The fourth time was a mess. It was all so sudden. I woke up one day and there were flashes of you. Laughing, smiling, drenched by the rain, waiting at the station, crossing the street, eating bread, walking with your friends, sitting at a café, screaming in despair…Just like that, you invaded my head, heart, my entire being and it hurt. It hurt so much. I was hurt because I had managed to forget. But at the same time, I knew, without a doubt, that I was ruined. Absolutely ruined. Because I remembered: I remembered dying and living and dying and living and dying over and over and over again and I knew that from that moment on, I would live my life chasing after you once again, possibility failing, possibly dying and all for nothing. All. For. Nothing. I hated you. I hated you for ruining my life, for destroying my sense of normal, for somehow being able to catch my heart over and over with just a single glance. Did you even know who I was? Storming out my door, angry at the world, myself, at you, I broke out into a run. I ran and I ran and I ran, away from you, away from what my life would inevitably become. And somehow, still, I made it to you. Standing on the rooftop, out of breath, out of mind, I had somehow made my way to you. It wasn't fair. I was so ready to tell you off, to get the fuck out of my life, to stop haunting me. But then I saw you. Really saw you. Standing out the ledge, with your arms spread wide, your eyes looked so broken and I simply couldn't understand. I couldn't believe that you were the girl so hell bent on ruining my life. So I yelled the first thing that came to mind. "WAIT!" And you did. You waited. You eyes met mine, such perfect teal orbs. So fucking beautiful, it simply wasn't fair. Standing there, looking at me, you smiled at me, like a doll barely held together and screamed.

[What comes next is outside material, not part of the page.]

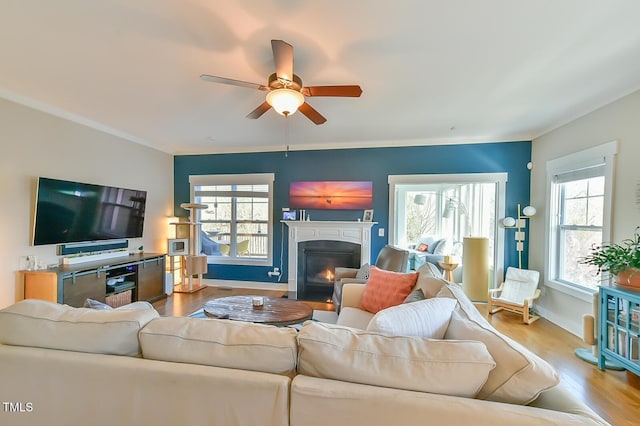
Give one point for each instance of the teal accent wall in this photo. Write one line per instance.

Standing at the edge of the roof, the edge of the world, you screamed with so much pain, so much anguish, tears pouring out of your eyes and it simply wasn't fair. It really wasn't. Wrapping my arms around you, we fell back and you screamed and screamed and there were so many words I had wanted to say to you. So many words. But in the end, I said none of them at all. "Please don't die." I whispered. "I want to know your name." Because goddammit all, I never wished for any of this. I never wanted this for you or for me. All I ever wanted was a second chance. And as much as I hated you for twisting something so innocent into something so horrid, I knew that the truth was something else entirely.
Let's be honest here: the truth is stupid. And annoying. And absolutely irritating. Like many things in life, it makes no sense at all. But that's how it is. Because life is messy and nothing ever goes how it should. So when it comes down to it, my truth is and always will be this: "I love you." Even if death does us part.